Elogio del guarda jurado

Tras una noche de dolor de muela, amanece un domingo gris y con un vientecillo frío y desagradable. Para colmo una de las primeras noticias que me saltan en redes es la intención del Ayuntamiento de Sevilla de vallar la plaza de España y cobrar entrada por visitarla. Mal coctel para el peor día de la semana.

Pensando en ello me acuerdo de los guardas jurados de parques y jardines. Figura de autoridad que se veía como un actor secundario del entramado represor franquista pero, al fin y al cabo, una figura más del talante autoritario del Régimen. De hecho, aún en vida del General Franco, ya servía de mofa la profesión en el cine, sobre todo en esas comedias de los años predemocráticos centradas en paisajes urbanos madrileños usualmente, donde el personaje, un gallego Xan Das Bolas o un maño como Antonio Garisa, representaban la parodia del que, según el guionista de turno, se dedicaba a llamar la atención a las parejas que hacían manitas en un banco o a que los niños no pisaran el césped, porque pisar el césped era una de las reivindicaciones más democráticas y libertarias de los sesenta y primeros setenta del siglo pasado.
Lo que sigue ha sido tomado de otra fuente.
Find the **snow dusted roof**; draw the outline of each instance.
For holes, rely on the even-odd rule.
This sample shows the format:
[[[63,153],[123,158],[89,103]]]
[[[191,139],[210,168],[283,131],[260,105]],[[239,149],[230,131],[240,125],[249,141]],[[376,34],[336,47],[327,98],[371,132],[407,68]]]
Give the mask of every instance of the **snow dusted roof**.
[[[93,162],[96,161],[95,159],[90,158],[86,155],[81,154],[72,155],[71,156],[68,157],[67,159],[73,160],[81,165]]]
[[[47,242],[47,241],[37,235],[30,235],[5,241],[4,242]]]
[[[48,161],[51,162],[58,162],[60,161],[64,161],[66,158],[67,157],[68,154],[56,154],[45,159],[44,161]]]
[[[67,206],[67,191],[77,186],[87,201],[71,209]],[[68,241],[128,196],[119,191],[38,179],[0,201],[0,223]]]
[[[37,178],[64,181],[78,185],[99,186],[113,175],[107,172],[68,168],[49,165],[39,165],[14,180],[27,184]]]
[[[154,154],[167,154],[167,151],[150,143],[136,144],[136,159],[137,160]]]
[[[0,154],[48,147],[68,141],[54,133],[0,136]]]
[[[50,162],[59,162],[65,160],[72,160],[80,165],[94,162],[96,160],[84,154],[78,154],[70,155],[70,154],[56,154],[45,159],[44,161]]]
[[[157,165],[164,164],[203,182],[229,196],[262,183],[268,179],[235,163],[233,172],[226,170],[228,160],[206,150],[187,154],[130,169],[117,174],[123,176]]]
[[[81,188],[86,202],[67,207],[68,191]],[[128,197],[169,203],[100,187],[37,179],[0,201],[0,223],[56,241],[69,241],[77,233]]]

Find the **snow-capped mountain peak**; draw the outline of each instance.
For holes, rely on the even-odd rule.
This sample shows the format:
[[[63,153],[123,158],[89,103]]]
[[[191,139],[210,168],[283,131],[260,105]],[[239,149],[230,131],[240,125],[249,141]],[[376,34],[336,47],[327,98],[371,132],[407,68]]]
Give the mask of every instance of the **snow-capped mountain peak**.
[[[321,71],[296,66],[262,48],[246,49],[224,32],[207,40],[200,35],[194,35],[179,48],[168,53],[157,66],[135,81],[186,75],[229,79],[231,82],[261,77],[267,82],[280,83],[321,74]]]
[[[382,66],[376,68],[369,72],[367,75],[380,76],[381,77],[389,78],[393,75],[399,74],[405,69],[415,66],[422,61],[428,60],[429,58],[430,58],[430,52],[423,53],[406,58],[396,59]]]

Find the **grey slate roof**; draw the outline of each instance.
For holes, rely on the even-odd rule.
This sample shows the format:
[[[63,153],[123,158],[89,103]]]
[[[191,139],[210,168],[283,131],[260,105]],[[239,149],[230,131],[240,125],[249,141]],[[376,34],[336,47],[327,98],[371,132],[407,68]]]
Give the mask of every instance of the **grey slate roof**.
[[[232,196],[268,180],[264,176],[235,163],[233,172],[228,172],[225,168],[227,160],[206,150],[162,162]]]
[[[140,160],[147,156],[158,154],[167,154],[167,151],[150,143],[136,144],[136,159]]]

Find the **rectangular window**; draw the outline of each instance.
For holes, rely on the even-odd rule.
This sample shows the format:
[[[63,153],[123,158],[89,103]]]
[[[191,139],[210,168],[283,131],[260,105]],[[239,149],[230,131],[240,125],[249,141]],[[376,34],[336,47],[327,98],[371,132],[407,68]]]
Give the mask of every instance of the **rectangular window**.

Conseguida la supresión de aquellos vigilantes de terno tres cuartos marrón, con verde o rojo en las solapas de grandes botones y bandolera de cuero cruzada con la placa en plan sheriff del cargo, los ayuntamientos se dedicaron a vallar y poner cancelas a lo que antes eran terrenos de libre acceso. La reja, tan opresora y dictatorial, le ganó la partida en Democracia al vigilante, propiciando de paso unos cientos de parados más en esa escala que iría subiendo como la espuma desde 1975 y que no ha parado de crecer.  

Antonio Mingote de guarda jurado

No sé en qué habrá quedado la ocurrencia del Ayuntamiento hispalense de reinstaurar a los serenos, un poco versión nocturna de aquellos vigilantes de parques y jardines investidos de autoridad que, como San Pedro, en su iconografía destacaba el manojo de llaves, pues entonces eran tan grandes los hierros de apertura de los portales que los vecinos delegaban en los serenos la misión de abrir el edificio cerrado a altas horas de la noche. Lo que no cabe duda es que, viendo el desparpajo y la poca vergüenza que muchos se gastan hoy, así como el inmenso deterioro del principio de autoridad actual, dudo mucho que, en cuanto a seguridad y vigilancia, tales serenos modernos sean válidos para algo.   

En el mal de cerrar espacios al ciudadano ha sido pionera la Iglesia católica, que nos tiene acotadas la catedral y el segundo templo más grande de la ciudad, El Salvador. Por cierto, que cada vez es más frecuente encontrarse la mayoría de las iglesias cerradas a casi cualquier hora del día, como dice el padre Lezama: “si el local está cerrado, malo para el negocio”.

Y ahora la plaza de España. La cosa empezó alquilando ese espacio público para saraos diversos de entidades privadas, con carpas y chirimbolos diversos, a veces con poco sentido de la grandeza, y la estética, del escenario por parte de quien permite allí ciertas actividades. Supongo que los munícipes, ávidos de recaudar fondos, le estaban dando vueltas al magín para ver que se les ocurría para explotar más esa gallina de los huevos de oro que nos dejó la Exposición Iberoamericana de 1929. Allí donde a tantos niños nos enseñaron nuestros padres a montar en bici, o que dimos vueltas en el carro del burrito, que nos hicimos intrépidos navegantes de la ría para deslumbrar a aquella chica de la pandilla o, simplemente, inmortalizamos la visita de los primos de Barcelona delante de la fuente con tantos chorros. Pues ahora más vallas.

Un paso más en ese afán “democrático” de acotarlo todo, de reglamentarlo todo, de prohibirlo casi todo. Reglas, permisos y, al final, a pagar que es en el fondo de lo que se trata. Montar colas de guiris desde primera hora de la mañana, para sustraer otro espacio más a los residentes locales, ojo, que esta vez no hablamos de un bar o un restaurante, sino de una plaza pública. Terminaremos poniendo taquillas en los extremos de la calle Sierpes o del Puente de Triana, como aquellas aduanas que antaño existían en las puertas de la ciudad amurallada. Al tiempo.